On the right path

New bike path between Williamsville and Sherman provides more connections

click to enlarge A 4.4 mile-long bike path opened Nov. 20 between Sherman and Williamsville. - PHOTO BY STACIE LEWIS
PHOTO BY STACIE LEWIS
A 4.4 mile-long bike path opened Nov. 20 between Sherman and Williamsville.

A 10-foot-wide ribbon of asphalt now joins Williamsville and Sherman, enabling residents to bike, hike and run between the two communities.

The bike path, which stretches 4.4 miles between the two villages, opened Nov. 20. A more formal opening will occur in 2022 after bike racks and park benches are added.

"We want the interconnectivity of first and foremost, the two villages, because they're literally sister communities. We have always shared a school district. We work together," Sherman Mayor Trevor Clatfelter said.

"This is a project that adds more attributes to the entire area for why you should choose to live in the village of Sherman or the village of Williamsville," he said. "One should couple that with the fact that our school district is second-to-none."

The project cost $2.8 million, of which $2 million came from an Illinois Department of Transportation grant and the remaining $800,000 was split between taxpayers in the two Sangamon County villages.

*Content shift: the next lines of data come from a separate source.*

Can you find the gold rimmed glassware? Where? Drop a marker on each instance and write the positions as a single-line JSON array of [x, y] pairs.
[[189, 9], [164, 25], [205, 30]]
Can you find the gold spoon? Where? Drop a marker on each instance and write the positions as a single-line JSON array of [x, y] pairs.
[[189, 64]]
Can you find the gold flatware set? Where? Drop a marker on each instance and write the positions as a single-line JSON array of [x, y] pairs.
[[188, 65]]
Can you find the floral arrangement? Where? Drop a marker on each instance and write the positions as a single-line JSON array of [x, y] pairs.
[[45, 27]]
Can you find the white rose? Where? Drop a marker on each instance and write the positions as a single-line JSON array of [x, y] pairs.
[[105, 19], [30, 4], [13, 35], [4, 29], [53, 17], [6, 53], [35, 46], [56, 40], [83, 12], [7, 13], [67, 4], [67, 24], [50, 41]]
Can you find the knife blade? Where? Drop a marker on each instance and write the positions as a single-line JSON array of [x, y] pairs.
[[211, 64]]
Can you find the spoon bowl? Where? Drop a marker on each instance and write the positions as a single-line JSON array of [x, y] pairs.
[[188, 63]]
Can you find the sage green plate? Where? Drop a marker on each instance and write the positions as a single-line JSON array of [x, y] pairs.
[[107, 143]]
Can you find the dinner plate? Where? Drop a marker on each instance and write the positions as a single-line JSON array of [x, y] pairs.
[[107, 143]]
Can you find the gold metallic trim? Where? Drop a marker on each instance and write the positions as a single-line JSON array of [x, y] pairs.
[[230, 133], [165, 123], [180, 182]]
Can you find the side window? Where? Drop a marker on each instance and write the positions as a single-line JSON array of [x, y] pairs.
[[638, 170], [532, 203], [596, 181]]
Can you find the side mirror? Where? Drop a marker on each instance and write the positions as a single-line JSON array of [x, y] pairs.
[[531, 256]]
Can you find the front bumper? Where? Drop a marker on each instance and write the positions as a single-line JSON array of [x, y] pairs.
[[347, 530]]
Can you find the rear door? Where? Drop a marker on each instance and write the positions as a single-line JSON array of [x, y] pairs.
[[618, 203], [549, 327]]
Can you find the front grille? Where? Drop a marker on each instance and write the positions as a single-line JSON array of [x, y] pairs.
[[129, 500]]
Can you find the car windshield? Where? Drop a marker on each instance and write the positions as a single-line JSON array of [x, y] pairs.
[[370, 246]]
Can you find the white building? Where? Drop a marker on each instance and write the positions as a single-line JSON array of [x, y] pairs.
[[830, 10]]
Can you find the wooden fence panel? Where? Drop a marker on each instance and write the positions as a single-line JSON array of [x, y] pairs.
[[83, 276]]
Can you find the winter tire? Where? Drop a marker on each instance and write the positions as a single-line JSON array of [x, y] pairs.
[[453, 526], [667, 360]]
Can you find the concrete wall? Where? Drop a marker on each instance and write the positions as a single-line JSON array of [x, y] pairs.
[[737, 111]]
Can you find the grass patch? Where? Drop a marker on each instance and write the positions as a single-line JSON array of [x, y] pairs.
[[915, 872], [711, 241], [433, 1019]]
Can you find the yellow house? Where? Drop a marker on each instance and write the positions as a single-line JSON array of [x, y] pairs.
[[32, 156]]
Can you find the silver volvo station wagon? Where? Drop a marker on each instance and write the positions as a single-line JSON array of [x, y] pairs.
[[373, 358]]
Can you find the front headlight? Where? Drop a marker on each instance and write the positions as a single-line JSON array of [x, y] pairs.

"Bike paths are really important because they give people a greater comfort level to ride," said Troy Gilmore, president of the Springfield Bicycle Club. "Sangamon County already has an extensive network of trails and this just adds to it. I can see our members taking their bikes to these two communities just to ride that trail."

Williamsville Mayor Tom Yokley said his community's trailhead is on Conrey Street, not far from Williamsville High School. An older limestone trail begins at the high school and circles Lake Williamsville for more than two miles.

"It's only a block and a half between the two trailheads, so they might as well be connected," he said.

The trailhead in Sherman is near the intersection of Andrew and Bahr roads. Clatfelter said his village is working to come up with a way to connect the trail to Sherman Village Park at 1200 Rail Fence Road.

"It's about being able to get out and be active and remove ourselves from all these electronic devices and exercise. It's an opportunity to meet other people along the trail and see nature," he said. "I want to see people pushing strollers out there. I want to see young mothers and grandparents using it. We want middle-aged individuals who live in both of our communities. But let's not stop there. We want individuals from all of Sangamon County."

Yokley said there has been talk of creating a new trail between this one and Elkhart in Logan County.

"That is at least five or six years down the road and will likely be pushed by someone else," he said.

Sherman and Williamsville have been planning for their bike path for more than 12 years.

Ted Sunder, who is the Springfield Bicycle Club's point person for education and government affairs, said that there is a grand plan to eventually link all of the bicycle paths in Sangamon County.

Rural roads with little traffic would be labeled as bicycle-friendly routes to designated paths, he said.

"For example, roads could be designated so that people on Springfield's north end could bicycle to Sherman and get on the new path," he said.

Sunder said the Sherman/Williamsville path offers an excellent alternative for teenagers to commute to school.

"They can bicycle, walk or ride their skateboard to school," he said. "It will teach healthy alternatives at a young age."

But bike paths promote interconnectivity in ways beyond connecting dots on a map.

"When you are out on a bike path, strangers are much more likely to talk to each other," Sunder said. "I have people ask me, 'Where did you buy that bike?' Or I'll talk to people when I give them a map. It brings people together."